Les deux Phénix laissèrent le caporal repartir.
- Nous allons tout mettre à plat, annonça Ayame à sa yojimbo, qui, elle, n'était pas pressée d'assister à cette réunion !

Hiruya avait pris la route qui le ramenait vers le Village Stratégique du Nord. Il laissait derrière lui les régions côtières, traversant des provinces de son clan, dévastées. La plupart des villages étaient calcinés : on les brûlait lorsqu'on découvrait un cas de peste. Ces destructions s'ajoutaient à celles perpetrées par le clan du Crabe.
C'était la désolation. Le pays natal de Hiruya était défiguré. On ne pouvait croire qu'on était sur les terres du clan le plus raffiné de l'Empire. On se serait cru aux abords de la grande Muraille. Les Crabes, protecteurs de l'Empire, avait transformé, là où ils étaient passés, Rokugan en un avant-poste de l'Outremonde. Même avec leur retrait progressif, il faudrait des années et des années pour faire disparaître ces blessures ouvertes sur le sol des Grues.
A l'aube, Hruya et son hôte s'étaient quittés, en se saluant sur le quai, alors que passaient des patrouilles de soldats Asahina.
- J'accepte votre défi, Magistrat, et m'honore d'être votre adversaire. Je vous propose de revenir d'ici trois jours.
- Je serai au rendez-vous, avait dit Hiruya, et je remercie l'école Kenshinzen de prêter attention à l'indigne samuraï que je suis.
Et la discussion avec Daidoji Yajinden avait duré toute la nuit.
- Le Gozoku est une période bien troublée de notre Empire, avait dit Hiruya. Chaque fois que j'en ai entendu parler, ce n'était que guerres, assassinats, sombres secrets...
- Oui, cette époque fut témoin de profonds changements dans l'organisation de l'Empire. Le pouvoir du Trône était menacé. Tout aurait alors pu basculer.
- Quelle était cette légende racontée par Dajan ?
- C'était une légende rapportée par un femme importante, appelée la Novice. Elle en avait fait une pièce de théâtre, intitulée le Vol de la grue noire, qui racontait les exploits et la fin tragique d'un héros du peuple. La Grue Noire avait participé aux soulèvements contre le pouvoir impérial. Il était devenu une figure charismatique parmi les premiers samuraï qui perdirent leur clan : les rônins, regroupés dans le clan du Loup. On prêtait à la Grue Noire des pouvoirs surnaturels, dignes de ceux d'un shugenja, et un talent au sabre digne des bretteurs de légende. Cet homme était admiré autant des rônins que du peuple, qui y voyaient là un moyen de lutter contre la dynastie héréditaire des Hanteï et des autres familles impériales. Les sans-noms, les sans-clan trouvaient à lutter à armes égales avec les nobles samuraï de sang divin.
"La Grue Noire accomplit plusieurs exploits, dont l'assassinat de dignitaires impériaux en pleine cité de Bakufu, alors capitale de l'Empire.
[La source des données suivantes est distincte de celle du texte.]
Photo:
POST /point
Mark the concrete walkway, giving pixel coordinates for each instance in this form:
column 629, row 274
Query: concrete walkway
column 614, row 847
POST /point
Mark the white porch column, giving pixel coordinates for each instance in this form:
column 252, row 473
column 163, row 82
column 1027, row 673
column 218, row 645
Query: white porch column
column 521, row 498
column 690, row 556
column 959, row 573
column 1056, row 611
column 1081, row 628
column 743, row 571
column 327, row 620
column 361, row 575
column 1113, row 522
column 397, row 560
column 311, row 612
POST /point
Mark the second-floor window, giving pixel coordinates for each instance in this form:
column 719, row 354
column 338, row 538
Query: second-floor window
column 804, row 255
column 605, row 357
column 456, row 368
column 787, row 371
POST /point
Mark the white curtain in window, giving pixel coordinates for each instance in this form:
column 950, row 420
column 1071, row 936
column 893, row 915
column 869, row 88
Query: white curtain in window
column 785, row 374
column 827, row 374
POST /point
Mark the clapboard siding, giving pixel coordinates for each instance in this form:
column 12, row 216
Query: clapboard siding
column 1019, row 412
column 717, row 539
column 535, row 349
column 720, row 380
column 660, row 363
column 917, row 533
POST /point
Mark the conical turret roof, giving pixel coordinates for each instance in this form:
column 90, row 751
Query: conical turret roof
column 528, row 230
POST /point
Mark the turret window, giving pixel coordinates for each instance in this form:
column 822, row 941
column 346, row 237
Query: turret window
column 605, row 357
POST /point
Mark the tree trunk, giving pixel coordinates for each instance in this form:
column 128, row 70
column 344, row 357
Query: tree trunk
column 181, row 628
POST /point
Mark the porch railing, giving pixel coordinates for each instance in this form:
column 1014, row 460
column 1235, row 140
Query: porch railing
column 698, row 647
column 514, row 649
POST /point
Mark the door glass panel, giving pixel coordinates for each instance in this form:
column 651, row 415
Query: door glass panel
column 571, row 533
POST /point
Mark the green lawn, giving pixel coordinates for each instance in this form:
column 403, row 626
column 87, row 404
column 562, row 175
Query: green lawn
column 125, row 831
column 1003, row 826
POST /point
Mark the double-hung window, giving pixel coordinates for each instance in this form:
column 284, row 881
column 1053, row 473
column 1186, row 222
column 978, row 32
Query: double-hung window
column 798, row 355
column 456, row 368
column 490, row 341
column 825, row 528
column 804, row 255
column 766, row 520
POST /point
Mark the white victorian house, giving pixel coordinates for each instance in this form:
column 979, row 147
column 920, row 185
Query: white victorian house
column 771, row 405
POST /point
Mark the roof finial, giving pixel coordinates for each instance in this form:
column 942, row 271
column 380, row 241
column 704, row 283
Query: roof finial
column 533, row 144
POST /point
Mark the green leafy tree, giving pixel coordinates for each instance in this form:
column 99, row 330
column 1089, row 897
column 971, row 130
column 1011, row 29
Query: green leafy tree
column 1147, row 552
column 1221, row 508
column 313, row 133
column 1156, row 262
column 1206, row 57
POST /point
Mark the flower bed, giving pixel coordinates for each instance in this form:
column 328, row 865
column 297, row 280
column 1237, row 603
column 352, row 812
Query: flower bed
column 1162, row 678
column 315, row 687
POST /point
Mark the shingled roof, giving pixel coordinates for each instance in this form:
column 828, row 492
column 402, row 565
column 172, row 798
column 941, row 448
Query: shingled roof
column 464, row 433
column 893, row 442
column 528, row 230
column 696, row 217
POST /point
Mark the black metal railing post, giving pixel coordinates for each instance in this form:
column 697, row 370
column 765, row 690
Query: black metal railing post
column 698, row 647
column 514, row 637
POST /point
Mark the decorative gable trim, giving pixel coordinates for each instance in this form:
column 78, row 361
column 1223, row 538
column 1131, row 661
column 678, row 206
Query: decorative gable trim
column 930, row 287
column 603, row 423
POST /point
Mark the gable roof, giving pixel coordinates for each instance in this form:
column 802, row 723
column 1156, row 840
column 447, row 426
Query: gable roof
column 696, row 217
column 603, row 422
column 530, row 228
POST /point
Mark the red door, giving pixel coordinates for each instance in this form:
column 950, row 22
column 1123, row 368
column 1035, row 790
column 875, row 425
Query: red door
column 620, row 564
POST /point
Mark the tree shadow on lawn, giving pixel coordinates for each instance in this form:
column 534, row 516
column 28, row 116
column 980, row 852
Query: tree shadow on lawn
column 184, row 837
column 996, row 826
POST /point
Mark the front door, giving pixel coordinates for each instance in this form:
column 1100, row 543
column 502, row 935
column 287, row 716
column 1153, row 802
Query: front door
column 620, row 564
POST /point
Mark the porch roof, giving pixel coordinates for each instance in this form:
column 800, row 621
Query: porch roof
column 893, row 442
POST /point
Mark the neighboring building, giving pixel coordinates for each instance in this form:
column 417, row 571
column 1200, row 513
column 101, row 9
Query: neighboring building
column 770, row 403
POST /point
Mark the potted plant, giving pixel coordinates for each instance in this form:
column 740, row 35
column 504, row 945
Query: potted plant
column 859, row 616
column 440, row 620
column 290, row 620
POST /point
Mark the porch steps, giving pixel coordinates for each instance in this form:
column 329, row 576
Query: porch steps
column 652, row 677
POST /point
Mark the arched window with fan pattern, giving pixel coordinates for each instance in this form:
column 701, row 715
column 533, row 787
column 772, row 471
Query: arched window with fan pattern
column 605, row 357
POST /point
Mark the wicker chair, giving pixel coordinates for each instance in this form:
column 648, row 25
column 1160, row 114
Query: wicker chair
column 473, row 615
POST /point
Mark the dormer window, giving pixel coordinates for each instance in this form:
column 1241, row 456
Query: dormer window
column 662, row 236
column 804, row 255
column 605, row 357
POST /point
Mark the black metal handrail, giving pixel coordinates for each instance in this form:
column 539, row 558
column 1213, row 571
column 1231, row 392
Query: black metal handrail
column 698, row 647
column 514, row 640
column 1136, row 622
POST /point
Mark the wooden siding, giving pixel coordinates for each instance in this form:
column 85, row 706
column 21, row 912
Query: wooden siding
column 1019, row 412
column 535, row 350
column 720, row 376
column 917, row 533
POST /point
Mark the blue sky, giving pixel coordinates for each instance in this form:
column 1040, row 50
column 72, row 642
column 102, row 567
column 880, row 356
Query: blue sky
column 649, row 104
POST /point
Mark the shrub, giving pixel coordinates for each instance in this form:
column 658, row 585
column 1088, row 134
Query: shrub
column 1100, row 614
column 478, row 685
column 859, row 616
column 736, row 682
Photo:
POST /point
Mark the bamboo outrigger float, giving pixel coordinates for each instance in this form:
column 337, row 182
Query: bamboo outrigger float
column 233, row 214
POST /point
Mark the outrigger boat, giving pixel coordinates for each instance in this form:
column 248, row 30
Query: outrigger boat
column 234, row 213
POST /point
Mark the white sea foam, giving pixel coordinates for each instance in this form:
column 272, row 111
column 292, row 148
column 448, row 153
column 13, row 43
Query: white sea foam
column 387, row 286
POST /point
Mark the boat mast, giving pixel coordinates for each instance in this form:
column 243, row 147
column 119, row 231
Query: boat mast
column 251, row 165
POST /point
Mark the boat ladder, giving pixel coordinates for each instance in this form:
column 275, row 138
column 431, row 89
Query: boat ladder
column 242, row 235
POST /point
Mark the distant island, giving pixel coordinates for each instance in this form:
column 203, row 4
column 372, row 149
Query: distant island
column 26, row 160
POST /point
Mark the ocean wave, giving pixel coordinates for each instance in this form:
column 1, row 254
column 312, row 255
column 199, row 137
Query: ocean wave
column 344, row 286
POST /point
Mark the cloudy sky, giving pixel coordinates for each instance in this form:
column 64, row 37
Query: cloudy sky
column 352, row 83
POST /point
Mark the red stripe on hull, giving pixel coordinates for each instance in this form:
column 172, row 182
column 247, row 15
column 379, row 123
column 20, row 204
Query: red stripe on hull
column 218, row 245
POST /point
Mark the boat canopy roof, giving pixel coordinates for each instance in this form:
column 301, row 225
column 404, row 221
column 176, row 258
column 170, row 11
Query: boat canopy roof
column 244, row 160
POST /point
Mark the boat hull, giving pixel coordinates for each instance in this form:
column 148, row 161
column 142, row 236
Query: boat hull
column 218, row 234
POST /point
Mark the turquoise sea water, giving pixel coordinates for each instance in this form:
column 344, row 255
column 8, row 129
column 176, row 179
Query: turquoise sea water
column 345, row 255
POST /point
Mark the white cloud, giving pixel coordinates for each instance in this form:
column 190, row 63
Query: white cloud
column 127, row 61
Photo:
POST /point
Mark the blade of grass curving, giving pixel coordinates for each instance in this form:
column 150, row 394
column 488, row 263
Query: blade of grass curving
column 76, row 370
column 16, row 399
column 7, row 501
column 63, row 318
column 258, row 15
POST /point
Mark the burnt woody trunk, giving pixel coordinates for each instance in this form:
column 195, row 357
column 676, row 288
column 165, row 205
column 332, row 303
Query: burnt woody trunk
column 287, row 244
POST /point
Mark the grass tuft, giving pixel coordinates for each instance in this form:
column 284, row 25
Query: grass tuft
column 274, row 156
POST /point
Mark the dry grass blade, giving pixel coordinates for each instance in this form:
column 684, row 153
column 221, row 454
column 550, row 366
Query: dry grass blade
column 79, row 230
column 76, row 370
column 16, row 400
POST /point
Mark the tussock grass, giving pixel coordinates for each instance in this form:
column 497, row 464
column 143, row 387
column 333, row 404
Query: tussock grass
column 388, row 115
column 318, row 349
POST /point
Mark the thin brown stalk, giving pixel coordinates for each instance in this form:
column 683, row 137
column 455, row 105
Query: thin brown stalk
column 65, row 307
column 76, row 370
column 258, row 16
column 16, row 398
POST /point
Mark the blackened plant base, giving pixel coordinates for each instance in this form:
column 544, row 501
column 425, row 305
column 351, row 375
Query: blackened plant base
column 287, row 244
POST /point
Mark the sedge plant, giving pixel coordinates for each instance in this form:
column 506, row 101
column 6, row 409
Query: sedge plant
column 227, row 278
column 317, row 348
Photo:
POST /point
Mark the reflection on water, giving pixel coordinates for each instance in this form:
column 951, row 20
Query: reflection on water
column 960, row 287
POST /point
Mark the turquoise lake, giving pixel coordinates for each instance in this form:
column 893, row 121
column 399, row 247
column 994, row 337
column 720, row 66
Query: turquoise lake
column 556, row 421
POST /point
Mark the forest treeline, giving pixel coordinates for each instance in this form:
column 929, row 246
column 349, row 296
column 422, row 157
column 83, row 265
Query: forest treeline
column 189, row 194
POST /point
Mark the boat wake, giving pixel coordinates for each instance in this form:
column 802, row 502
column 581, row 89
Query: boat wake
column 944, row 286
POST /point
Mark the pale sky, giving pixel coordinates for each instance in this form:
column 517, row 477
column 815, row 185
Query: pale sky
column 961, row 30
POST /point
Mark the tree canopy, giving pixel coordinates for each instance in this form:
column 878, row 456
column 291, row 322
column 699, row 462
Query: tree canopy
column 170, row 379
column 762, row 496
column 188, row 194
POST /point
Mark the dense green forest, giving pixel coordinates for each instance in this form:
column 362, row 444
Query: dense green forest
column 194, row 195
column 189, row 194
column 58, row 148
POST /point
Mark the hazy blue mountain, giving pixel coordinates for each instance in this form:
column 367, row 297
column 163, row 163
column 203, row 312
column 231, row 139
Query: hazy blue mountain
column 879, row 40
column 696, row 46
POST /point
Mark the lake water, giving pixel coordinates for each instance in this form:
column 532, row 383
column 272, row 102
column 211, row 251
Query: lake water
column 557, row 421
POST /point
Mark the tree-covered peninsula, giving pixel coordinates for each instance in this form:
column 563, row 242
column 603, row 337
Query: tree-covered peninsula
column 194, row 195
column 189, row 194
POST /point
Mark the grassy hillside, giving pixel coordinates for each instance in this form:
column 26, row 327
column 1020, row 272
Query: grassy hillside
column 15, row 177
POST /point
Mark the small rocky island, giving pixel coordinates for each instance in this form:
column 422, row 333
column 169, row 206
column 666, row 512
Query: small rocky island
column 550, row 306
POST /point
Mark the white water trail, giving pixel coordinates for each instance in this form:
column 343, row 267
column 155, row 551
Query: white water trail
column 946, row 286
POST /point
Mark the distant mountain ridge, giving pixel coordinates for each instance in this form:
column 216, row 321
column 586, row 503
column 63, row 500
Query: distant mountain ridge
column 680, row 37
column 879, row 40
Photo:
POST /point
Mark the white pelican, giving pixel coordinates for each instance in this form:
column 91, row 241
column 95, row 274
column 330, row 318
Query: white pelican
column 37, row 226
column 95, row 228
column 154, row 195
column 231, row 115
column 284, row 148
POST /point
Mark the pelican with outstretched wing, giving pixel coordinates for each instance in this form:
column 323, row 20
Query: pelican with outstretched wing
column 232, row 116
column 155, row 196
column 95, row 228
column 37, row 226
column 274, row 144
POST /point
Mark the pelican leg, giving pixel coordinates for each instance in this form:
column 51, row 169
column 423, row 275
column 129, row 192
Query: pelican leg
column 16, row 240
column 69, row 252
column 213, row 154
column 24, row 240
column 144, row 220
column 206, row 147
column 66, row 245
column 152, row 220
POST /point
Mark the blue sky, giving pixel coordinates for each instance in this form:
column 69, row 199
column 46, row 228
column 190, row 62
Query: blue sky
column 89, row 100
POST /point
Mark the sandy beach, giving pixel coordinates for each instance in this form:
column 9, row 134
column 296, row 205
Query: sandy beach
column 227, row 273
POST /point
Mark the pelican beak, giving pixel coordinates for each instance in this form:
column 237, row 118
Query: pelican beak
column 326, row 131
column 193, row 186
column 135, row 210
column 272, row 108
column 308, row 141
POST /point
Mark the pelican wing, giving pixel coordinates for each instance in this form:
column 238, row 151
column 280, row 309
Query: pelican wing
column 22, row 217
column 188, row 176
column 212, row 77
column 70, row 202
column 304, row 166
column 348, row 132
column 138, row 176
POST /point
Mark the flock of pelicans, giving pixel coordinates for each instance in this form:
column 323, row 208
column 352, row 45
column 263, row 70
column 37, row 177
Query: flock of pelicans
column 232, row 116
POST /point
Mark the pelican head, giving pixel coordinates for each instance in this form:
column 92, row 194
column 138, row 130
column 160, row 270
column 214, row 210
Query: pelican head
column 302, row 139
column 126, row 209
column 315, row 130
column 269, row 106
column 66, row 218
A l'époque, le trio dirigeant du Gozoku faisait mine de traquer la Grue Noire. En réalité, celle-ci éliminait surtout des dignitaires gênants aussi pour le pouvoir en place, qui avait considérablement affaibli les prérogatives de l'Empereur. De plus, le Gozoku prétendant gouverner au nom du peuple, le charisme de la Grue Noire pouvait lui servir.
"Mais il arriva un moment où ce personnage devint gênant pour le trio régnant. Doji Raigu, daimyo des Grues et champion d'Emeraude, ordonna alors sa capture, voire sa mise à mort immédiate. On raconte que pendant des mois et des mois, la Grue Noire nargua ses ennemis, renvoyant leur tête, les unes après les autres, à la Cité Interdite. A la fin, on raconte que c'est Doji Raigu en personne qui serait venu affronter son insaisissable ennemi. Il aurait gagné par traîtrise, grâce aux conseils de son compère, Bayushi Atsuki, le Maître des Secrets.
"Avec la mort de la Grue Noire, c'en était fini du prestigieux des rônins. Le Gozoku ne sut jamais qui avait entraîné un si formidable adversaire, ni qui il était. Ce mystère contribua évidemment à sa légende. C'est donc la Novice qui en fit une pièce de théâtre, qui était censée montrer quel destin funeste attend ceux qui se rebellent contre l'Ordre Céleste. Mais certains comprenaient la pièce autrement, et y voyait une défense de la Grue Noire, seule et héroïque face à l'injustice et la lâcheté du pouvoir impérial.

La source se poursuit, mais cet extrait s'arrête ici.